Indonesia bans air, sea travel until June over virus fears

Indonesia bans air, sea travel until June over virus fears

Indonesians line up in front of a bus station ticket box to get refund for their purchased tickets in Bekasi, West Java, on Thursday after the government announced the ban on returning home amid concern to the spread of coronavirus. (AFP photo)
Indonesians line up in front of a bus station ticket box to get refund for their purchased tickets in Bekasi, West Java, on Thursday after the government announced the ban on returning home amid concern to the spread of coronavirus. (AFP photo)

JAKARTA: Indonesia bans all air and sea travel until June, officials said Thursday, in an apparent effort to contain the spread of the coronavirus during the holiest period on the Islamic calendar.

The temporary ban takes effect Friday, the first day of the fasting month of Ramadan for the Muslim-majority country, and lasts until June 1.

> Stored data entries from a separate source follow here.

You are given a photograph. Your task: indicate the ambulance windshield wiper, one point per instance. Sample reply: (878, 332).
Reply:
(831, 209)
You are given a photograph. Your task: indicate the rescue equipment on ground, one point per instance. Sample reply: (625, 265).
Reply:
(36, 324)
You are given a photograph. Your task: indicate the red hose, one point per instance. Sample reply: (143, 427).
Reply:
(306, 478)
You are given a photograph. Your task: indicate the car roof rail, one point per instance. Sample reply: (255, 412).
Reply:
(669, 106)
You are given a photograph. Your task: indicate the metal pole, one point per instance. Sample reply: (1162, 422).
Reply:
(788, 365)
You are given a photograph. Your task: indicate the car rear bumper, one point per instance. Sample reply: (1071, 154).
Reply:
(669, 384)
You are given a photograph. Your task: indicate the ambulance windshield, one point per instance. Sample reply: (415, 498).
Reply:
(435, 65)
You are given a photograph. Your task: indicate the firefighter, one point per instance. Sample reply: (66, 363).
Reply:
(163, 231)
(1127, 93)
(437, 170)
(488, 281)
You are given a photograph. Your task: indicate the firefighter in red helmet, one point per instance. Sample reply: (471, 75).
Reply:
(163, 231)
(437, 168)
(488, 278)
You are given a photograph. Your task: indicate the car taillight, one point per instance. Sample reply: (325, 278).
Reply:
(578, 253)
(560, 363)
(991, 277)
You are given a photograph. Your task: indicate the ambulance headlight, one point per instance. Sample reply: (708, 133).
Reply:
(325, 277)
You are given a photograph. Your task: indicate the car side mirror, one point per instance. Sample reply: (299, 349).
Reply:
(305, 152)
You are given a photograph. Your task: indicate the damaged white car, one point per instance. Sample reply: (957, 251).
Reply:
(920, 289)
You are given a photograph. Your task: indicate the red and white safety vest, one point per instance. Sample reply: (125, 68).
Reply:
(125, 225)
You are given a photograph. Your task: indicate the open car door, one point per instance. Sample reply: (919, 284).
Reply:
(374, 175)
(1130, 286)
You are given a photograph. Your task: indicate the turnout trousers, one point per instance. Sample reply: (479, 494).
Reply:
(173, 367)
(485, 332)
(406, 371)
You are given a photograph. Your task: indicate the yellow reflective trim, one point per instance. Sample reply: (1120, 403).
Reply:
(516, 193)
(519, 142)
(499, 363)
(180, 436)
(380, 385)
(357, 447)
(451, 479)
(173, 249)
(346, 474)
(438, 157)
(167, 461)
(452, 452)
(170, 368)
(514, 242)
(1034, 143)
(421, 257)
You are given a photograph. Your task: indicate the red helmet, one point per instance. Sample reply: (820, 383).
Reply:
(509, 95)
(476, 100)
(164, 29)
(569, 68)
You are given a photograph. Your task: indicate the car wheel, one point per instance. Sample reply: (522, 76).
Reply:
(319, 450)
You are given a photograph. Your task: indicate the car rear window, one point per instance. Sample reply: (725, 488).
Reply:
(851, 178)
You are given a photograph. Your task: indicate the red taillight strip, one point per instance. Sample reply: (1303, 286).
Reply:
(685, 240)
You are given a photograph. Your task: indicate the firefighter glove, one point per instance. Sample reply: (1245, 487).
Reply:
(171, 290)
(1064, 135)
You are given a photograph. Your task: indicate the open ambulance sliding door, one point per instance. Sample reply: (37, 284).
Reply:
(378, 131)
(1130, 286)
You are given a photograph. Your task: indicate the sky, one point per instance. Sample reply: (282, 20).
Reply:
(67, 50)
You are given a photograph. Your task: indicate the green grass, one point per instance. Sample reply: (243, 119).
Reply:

It comes a day after the government, fearing an explosion in virus cases, banned the annual exodus for Eid al-Fitr, the holiday marking the end of Ramadan, when millions travel to their hometowns and ancestral villages.

The latest measure will not apply to emergency, diplomatic or cargo transport, the government said.

The repatriation of Indonesian citizens from abroad and foreigners living in the Southeast Asian archipelago will also be exempt.

"It applies to both domestic and international commercial travel but there are some exceptions," Transportation Ministry spokeswoman Adita Irawati told AFP.

The country's biggest airlines Garuda and Lion Air had already scaled backed their commercial flights as the tourism market shrivelled up.

But the ban on sea travel could hamper the movement of millions in a country of some 17,000 islands where passenger ferries are a key mode of transportation.

The government had already called on residents of major cities, including the capital Jakarta, to stay put.

As of Thursday, Indonesia had confirmed 7,775 cases of Covid-19 and 647 deaths.

But the toll is widely believed to be much higher in a country with one of the lowest testing rates in the world.